Monday 7 December 2020

Since June, Caritas Luxembourg has been running a temporary structure in Liefrange which welcomes particularly vulnerable refugee individuals and families who need protection from COVID-19. Interview with Lena Hatto in charge of this structure.


We opened this structure to isolate people or families who live in refugee shelters and who are particularly vulnerable from a health point of view, so that it was difficult to leave them in the shelter where they were. In refugee shelters, people live quite close to each other. It is difficult to keep great distances. During the first confinement, the ONA asked us to see which individuals and families were particularly vulnerable. We had drawn up a list of people and families with their respective pathologies. The Health Inspection then selected the people and families to be isolated at all costs.


We are currently taking in 16 people from 5 different families. Some families have already left the home because other housing opportunities have been found for them. At one point we were full with 27 people from 8 different families. The pathologies represented are very diverse, but quite serious. I spend much of my time accompanying them through the health system, from one medical appointment to the next. Hence the importance of protecting them in particular.


Each family lives separately from the other. This is the aim of the structure. Of course this is not easy. The families feel very isolated, would like to have visits, to be able to cook together and share convivial moments. We don't organise any common activities, as is the case in other homes, in order to avoid any risk.  The only activities that are possible here are family walks in the beautiful surrounding forests and it must be said that the families have taken the opportunity to go out and get some fresh air. We have also provided each family with a tablet so that they can stay connected with their family and friends, but also continue their school learning.


Children under the age of 12 are taught on site. There are 4 children from 2 different families. The children can play with each other, but cannot play with the children of the village in order to keep the security cordon. For the older children, they take the bus and go to their high school, which is not easy as the distances are great. 

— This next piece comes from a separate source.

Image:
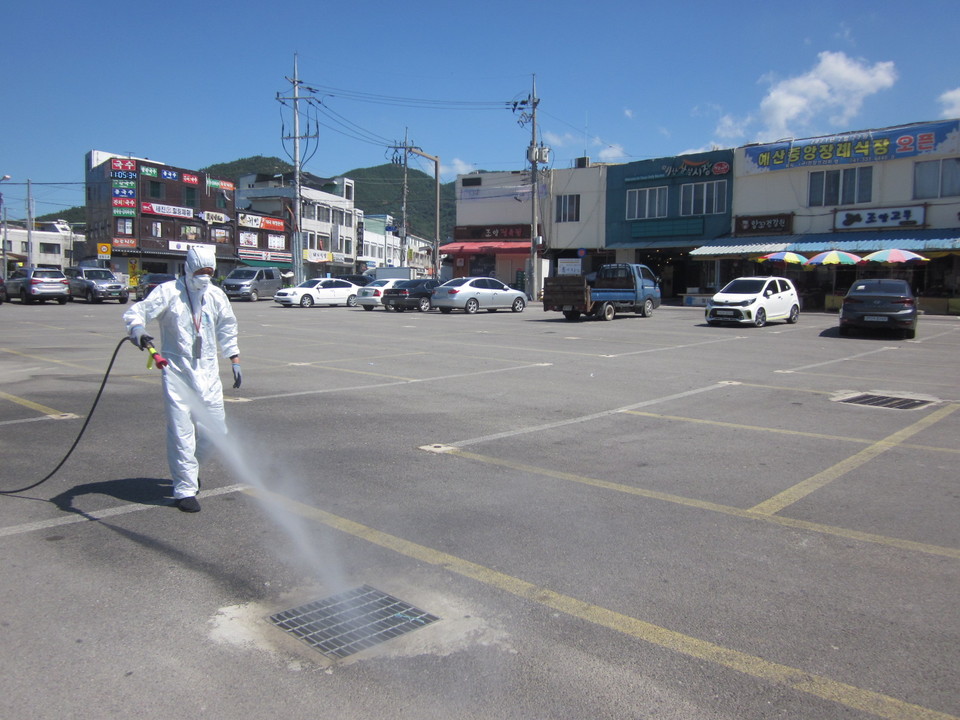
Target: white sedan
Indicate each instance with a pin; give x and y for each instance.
(371, 295)
(319, 291)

The families are happy to live in such a beautiful setting and to have their health taken care of in these very difficult times. Having said that, like all refugees, they are anxious because they don't know what their future is made of. Some of them, who have been in Luxembourg for a year, are eager to integrate, but have not yet been able to do much because of Covid-19. They would like to settle down somewhere and finally start living. 


I do everything to make the families feel comfortable and safe here. To date we haven't had any positive cases in the structure. It's already a success. Having said that, I hope that Covid-19 will soon be more than a memory and that the families can continue on their path towards integration.